Kurz vor der Mitte der Worte

■ Der australische Autor Herb Wharton liest bei Heinrich Heine

Cunnamulla liegt schon so weit westlich in die mit roter Erde bedeckte Tiefe des australischen Kontinents geschoben, daß die Goldküste von Queensland mit ihren touristischen Strandparadiesen und Städte wie Brisbane nur noch Gerüchte sind. Herb Wharton, wohl knapp unter 60 und heute ein gefeierter Autor Australiens, wurde hier geboren und hat hier vierzig Jahre im Sattel verbracht.

Bis sein Körper ihn in die frühe Rente zwang, war Wharton drover oder stockman – die australische Variante des Cowboys. Mit zehn oder zwölf – nur er weiß es genau, aber er weiß ja nicht einmal, wie alt er heute ist – hat er die Schule verlassen und ist dem Viehtrieb gefolgt. Seine einzige Lektüre waren die alten, fettigen Zeitungsreste, in die das Mittagessen gewickelt wurde. Herb Whartons später Start in eine ganz andere Welt klingt selbst wie eine der unglaublichen, prallen, oft fast mystischen Geschichten, die er aus dem Leben im Outback erzählt.

Was hast du, fragte ihn ein alter Freund einmal abends am Lagerfeuer, in deinem Leben geschafft? So in die Nachtstille hinein konnte Wharton nicht antworten. Doch seine Antwort kam: Wharton begann, einen Brief zu schreiben – den vierten Brief seines Lebens – und aus dem Brief wurde ein Gedicht, dessen erste Strophe mit „you asked a simple question/about a wasted way of life“ endet. „Every mile of that big country tells me a story, like the pages of a book. Now old mate, it's time to write things down.“ Das wurde dem Autodidakten, der bald am lokalen Kiosk verschrieen war, weil er immer die Lotterie-Kugelschreiber mitnahm, zum Motto. 1990 erhielt er einen Preis „for unpublished Aboriginal and Torres Strait Islander writers“, und sein erster Roman war schon verkauft, als es erst zwanzig Seiten davon gab. Unbranded ist die Geschichte dreier Viehtreiber in der rostroten Weite des Landes. Whartons Sicht ist ganz freimütig die des Aborigines. Seine Geschichten sollen nicht nur fesseln. Sie sollen auch die Geschichte des Kontinents aus der bisher vernachlässigten Sicht beschreiben.
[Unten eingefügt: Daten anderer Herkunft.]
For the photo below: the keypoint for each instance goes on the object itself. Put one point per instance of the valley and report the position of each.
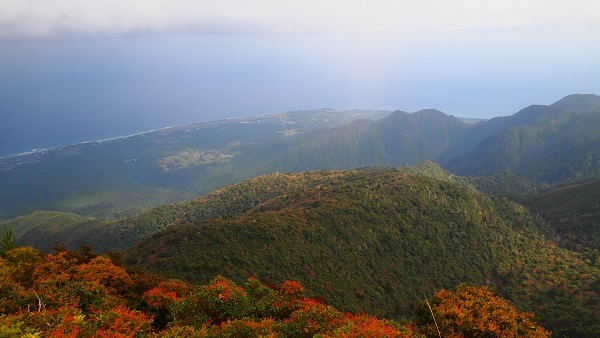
(369, 210)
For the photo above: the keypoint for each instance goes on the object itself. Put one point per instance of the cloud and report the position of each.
(33, 18)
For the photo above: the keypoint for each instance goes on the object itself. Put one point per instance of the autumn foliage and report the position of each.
(475, 312)
(80, 294)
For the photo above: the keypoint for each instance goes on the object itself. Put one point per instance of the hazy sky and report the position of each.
(100, 68)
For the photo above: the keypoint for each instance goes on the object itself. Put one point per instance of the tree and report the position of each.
(474, 312)
(8, 241)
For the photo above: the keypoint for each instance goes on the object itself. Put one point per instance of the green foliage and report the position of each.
(573, 212)
(374, 241)
(8, 241)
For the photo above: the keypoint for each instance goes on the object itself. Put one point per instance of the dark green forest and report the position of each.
(371, 212)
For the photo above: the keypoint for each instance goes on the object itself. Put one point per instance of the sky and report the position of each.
(73, 71)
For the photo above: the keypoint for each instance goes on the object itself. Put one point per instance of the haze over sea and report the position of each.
(76, 73)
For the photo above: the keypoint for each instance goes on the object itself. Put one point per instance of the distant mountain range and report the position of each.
(547, 145)
(371, 210)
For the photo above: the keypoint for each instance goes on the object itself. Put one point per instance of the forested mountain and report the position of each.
(373, 239)
(376, 240)
(552, 144)
(542, 145)
(399, 139)
(574, 214)
(119, 177)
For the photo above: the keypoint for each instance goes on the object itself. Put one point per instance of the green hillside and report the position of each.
(399, 139)
(542, 146)
(119, 177)
(557, 144)
(378, 240)
(574, 213)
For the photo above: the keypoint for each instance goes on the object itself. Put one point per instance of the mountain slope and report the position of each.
(574, 213)
(399, 139)
(373, 240)
(557, 144)
(114, 178)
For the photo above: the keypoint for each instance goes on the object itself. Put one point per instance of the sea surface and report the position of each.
(61, 92)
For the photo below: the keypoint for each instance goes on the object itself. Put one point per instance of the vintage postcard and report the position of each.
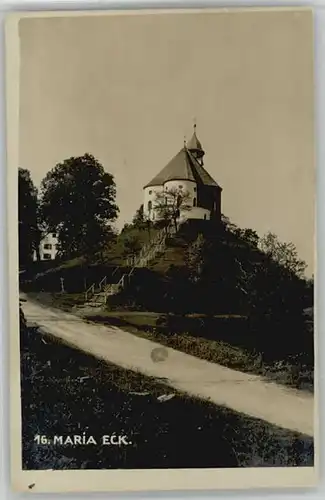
(161, 180)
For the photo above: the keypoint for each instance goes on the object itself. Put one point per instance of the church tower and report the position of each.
(195, 147)
(185, 173)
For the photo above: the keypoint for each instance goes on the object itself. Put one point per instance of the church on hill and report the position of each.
(185, 173)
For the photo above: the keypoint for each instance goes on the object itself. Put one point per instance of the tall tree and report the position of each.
(78, 202)
(29, 233)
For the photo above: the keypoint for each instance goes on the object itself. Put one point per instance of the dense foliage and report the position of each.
(78, 202)
(29, 233)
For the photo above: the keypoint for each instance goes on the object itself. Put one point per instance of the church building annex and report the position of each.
(185, 173)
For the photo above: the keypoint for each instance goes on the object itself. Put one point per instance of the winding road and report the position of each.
(242, 392)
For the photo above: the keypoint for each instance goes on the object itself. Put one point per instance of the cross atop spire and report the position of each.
(194, 144)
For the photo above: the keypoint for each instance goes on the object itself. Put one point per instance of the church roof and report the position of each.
(183, 166)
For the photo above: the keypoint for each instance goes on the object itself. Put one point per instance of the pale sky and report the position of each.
(127, 89)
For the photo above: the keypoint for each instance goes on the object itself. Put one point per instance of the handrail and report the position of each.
(102, 283)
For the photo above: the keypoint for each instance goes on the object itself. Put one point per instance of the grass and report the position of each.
(66, 392)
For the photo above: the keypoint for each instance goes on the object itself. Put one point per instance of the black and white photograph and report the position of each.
(161, 198)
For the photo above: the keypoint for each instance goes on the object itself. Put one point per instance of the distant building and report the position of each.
(186, 173)
(48, 247)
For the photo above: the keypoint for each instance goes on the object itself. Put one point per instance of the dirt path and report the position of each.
(245, 393)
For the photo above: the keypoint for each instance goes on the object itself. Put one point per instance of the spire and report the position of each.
(194, 144)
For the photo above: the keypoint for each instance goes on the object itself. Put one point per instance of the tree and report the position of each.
(29, 232)
(78, 202)
(195, 258)
(284, 254)
(169, 204)
(131, 244)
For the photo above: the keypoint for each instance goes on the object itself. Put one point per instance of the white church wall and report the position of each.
(48, 247)
(149, 201)
(188, 187)
(195, 213)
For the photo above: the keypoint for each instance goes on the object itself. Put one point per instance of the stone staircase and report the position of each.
(97, 294)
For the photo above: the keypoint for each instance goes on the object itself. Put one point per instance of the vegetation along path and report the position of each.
(248, 394)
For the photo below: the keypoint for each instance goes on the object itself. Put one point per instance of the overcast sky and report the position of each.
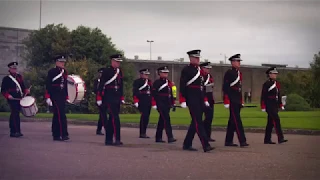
(286, 32)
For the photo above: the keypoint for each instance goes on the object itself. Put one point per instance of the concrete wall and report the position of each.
(253, 76)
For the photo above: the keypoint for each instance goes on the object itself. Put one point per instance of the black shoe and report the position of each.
(282, 141)
(160, 141)
(118, 143)
(65, 138)
(108, 143)
(171, 140)
(243, 144)
(14, 135)
(269, 142)
(99, 133)
(208, 148)
(230, 144)
(144, 136)
(190, 148)
(57, 139)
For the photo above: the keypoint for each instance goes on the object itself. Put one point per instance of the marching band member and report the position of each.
(143, 100)
(56, 95)
(13, 89)
(162, 93)
(191, 95)
(110, 96)
(270, 102)
(101, 121)
(208, 90)
(232, 95)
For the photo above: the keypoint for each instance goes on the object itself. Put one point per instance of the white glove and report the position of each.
(183, 105)
(207, 103)
(49, 102)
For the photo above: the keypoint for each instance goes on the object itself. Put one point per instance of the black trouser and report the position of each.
(59, 119)
(208, 113)
(113, 124)
(144, 109)
(273, 121)
(14, 122)
(164, 123)
(235, 124)
(196, 110)
(102, 118)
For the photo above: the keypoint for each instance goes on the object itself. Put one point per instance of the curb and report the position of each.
(174, 127)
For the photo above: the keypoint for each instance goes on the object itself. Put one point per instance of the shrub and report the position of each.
(295, 102)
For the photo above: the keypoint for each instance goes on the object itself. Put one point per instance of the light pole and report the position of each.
(151, 41)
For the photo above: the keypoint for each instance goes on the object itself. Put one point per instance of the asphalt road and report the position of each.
(84, 156)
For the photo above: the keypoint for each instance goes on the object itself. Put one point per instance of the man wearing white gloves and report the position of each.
(143, 100)
(192, 95)
(232, 96)
(162, 93)
(57, 95)
(270, 102)
(110, 96)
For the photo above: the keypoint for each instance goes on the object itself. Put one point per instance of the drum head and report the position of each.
(27, 101)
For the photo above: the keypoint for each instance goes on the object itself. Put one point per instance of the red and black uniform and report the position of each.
(9, 87)
(101, 121)
(57, 92)
(270, 102)
(110, 91)
(208, 111)
(191, 93)
(162, 93)
(142, 95)
(232, 93)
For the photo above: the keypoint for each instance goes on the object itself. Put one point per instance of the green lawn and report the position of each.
(251, 117)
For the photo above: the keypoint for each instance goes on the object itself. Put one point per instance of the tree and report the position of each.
(87, 50)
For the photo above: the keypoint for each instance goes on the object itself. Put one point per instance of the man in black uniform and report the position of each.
(56, 95)
(208, 111)
(110, 96)
(101, 121)
(232, 95)
(162, 93)
(270, 102)
(143, 100)
(13, 89)
(192, 95)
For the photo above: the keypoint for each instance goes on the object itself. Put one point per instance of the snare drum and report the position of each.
(28, 106)
(76, 88)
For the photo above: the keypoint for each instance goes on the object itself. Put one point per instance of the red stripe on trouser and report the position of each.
(14, 119)
(114, 127)
(164, 120)
(59, 118)
(274, 124)
(235, 121)
(197, 128)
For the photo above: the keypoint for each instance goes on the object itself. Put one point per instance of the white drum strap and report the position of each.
(58, 76)
(194, 78)
(113, 78)
(18, 85)
(235, 81)
(163, 85)
(207, 81)
(144, 85)
(272, 87)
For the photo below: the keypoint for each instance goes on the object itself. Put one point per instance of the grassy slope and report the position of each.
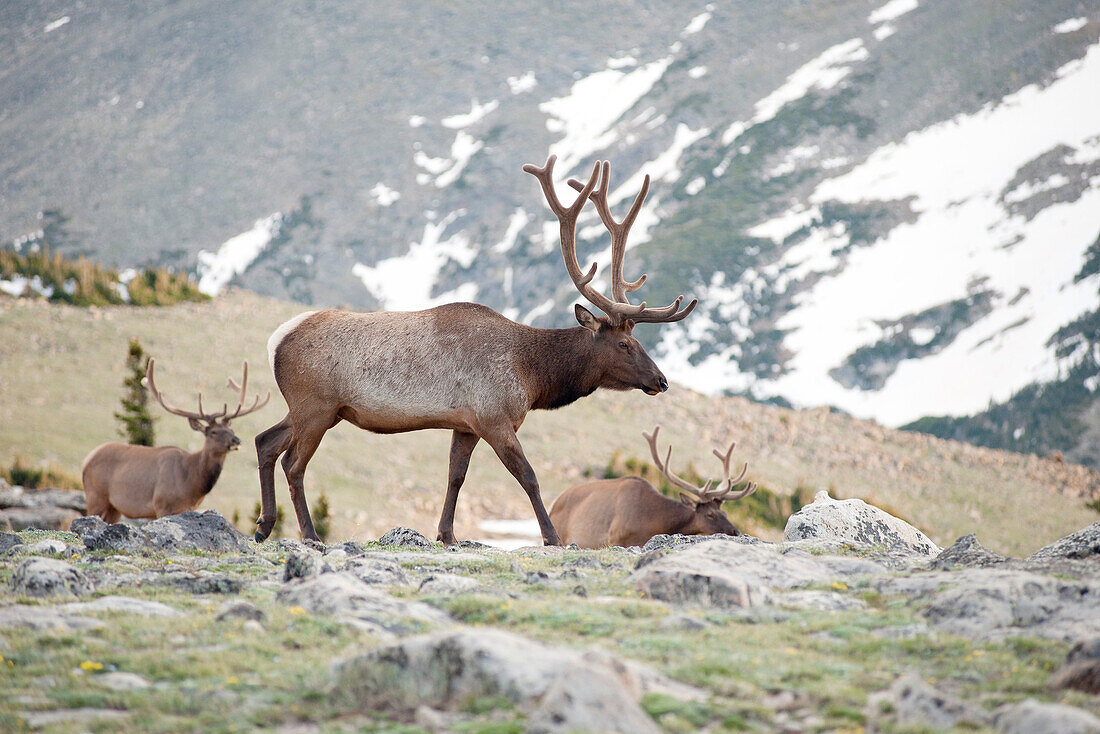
(61, 376)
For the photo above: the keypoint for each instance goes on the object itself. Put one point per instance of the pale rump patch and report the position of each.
(279, 333)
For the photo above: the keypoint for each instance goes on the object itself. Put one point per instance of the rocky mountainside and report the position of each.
(854, 622)
(886, 207)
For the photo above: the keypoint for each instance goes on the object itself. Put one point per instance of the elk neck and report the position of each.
(205, 468)
(560, 368)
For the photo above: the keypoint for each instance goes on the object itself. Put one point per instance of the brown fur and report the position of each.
(628, 512)
(461, 367)
(145, 481)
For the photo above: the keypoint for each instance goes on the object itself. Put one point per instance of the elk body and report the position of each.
(628, 511)
(461, 367)
(146, 481)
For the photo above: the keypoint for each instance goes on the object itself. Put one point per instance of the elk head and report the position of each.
(623, 362)
(220, 438)
(705, 501)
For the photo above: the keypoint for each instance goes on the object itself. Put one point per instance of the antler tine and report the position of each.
(567, 219)
(664, 469)
(151, 383)
(243, 390)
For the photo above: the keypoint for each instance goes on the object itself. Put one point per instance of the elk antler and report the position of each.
(208, 417)
(243, 389)
(722, 491)
(618, 308)
(619, 231)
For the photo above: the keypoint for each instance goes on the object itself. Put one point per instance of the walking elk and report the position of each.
(628, 511)
(459, 367)
(146, 481)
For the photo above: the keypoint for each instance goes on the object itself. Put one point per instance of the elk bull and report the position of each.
(461, 367)
(628, 511)
(147, 481)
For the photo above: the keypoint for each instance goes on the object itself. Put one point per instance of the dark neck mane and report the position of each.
(560, 368)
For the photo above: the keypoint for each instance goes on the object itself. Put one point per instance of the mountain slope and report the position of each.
(883, 207)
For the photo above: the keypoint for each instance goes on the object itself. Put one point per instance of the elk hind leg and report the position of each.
(512, 456)
(270, 445)
(303, 447)
(462, 447)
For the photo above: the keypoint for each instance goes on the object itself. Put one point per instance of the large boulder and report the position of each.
(1082, 544)
(727, 574)
(196, 530)
(349, 600)
(558, 689)
(98, 535)
(998, 602)
(858, 523)
(48, 577)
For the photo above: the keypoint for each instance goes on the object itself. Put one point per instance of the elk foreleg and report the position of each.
(462, 447)
(270, 445)
(512, 456)
(303, 446)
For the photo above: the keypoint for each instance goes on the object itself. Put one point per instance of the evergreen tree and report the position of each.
(136, 422)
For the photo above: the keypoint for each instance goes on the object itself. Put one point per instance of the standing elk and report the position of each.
(460, 367)
(146, 481)
(628, 511)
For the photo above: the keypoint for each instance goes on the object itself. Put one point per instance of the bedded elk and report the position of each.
(628, 511)
(460, 367)
(146, 481)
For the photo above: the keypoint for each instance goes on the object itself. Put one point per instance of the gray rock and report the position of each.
(349, 600)
(1031, 716)
(405, 536)
(967, 552)
(240, 610)
(196, 530)
(303, 566)
(124, 604)
(22, 616)
(912, 702)
(48, 577)
(663, 541)
(50, 546)
(9, 540)
(993, 603)
(856, 522)
(122, 681)
(1081, 670)
(558, 689)
(1082, 544)
(443, 584)
(732, 574)
(376, 570)
(821, 601)
(42, 518)
(98, 535)
(349, 547)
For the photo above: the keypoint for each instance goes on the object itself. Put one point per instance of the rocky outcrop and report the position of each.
(858, 523)
(47, 577)
(558, 689)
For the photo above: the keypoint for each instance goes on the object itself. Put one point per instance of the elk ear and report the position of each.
(585, 318)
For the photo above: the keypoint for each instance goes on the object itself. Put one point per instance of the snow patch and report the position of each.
(383, 195)
(891, 11)
(1070, 25)
(235, 254)
(57, 23)
(475, 114)
(594, 103)
(406, 282)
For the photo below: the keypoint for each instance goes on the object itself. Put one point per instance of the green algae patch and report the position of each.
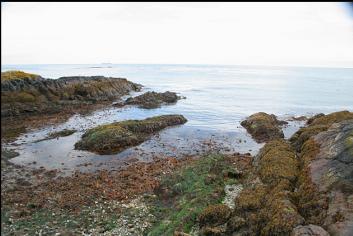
(191, 195)
(277, 162)
(116, 137)
(263, 127)
(62, 133)
(151, 100)
(266, 206)
(14, 74)
(214, 215)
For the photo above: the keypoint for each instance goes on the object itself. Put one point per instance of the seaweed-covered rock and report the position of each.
(267, 206)
(151, 100)
(263, 127)
(214, 215)
(326, 183)
(277, 162)
(317, 124)
(309, 230)
(23, 93)
(115, 137)
(61, 133)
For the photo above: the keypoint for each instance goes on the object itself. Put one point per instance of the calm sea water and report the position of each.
(217, 99)
(219, 95)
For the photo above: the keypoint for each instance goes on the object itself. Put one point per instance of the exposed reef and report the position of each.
(299, 187)
(27, 94)
(151, 100)
(263, 127)
(115, 137)
(29, 100)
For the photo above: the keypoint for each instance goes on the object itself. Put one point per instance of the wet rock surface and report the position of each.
(22, 95)
(298, 187)
(263, 127)
(309, 230)
(115, 137)
(330, 172)
(151, 100)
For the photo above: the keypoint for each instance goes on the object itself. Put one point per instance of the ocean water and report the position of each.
(217, 99)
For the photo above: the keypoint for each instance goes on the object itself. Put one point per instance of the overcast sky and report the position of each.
(312, 34)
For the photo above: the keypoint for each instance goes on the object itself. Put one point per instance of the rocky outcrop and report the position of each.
(115, 137)
(22, 93)
(299, 187)
(151, 100)
(317, 124)
(263, 127)
(326, 184)
(265, 207)
(309, 230)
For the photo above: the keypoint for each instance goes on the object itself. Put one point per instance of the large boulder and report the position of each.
(263, 127)
(326, 184)
(151, 100)
(115, 137)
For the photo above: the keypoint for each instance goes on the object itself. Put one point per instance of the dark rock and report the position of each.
(326, 185)
(263, 127)
(151, 100)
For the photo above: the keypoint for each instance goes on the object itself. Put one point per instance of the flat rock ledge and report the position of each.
(150, 100)
(118, 136)
(263, 127)
(27, 94)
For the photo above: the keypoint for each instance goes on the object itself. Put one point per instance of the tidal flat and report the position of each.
(207, 174)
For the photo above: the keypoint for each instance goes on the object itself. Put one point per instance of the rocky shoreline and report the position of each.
(297, 186)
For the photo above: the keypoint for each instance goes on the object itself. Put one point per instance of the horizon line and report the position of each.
(187, 64)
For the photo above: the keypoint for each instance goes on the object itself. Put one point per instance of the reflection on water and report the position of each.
(217, 99)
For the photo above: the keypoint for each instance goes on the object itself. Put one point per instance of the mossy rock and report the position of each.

Whartons Stärke ist seine durch keine Regeln gebändigte Sprache. Seine Bücher sind so warm wie am Abend die Felsen von der Sonne des Tages, so packend wie die größte Fremde es sein kann, wenn einer sie schildert, der hintergründigen Humor hat und keine Lust auf Glorifizierungen, sondern auf Gerechtigkeit.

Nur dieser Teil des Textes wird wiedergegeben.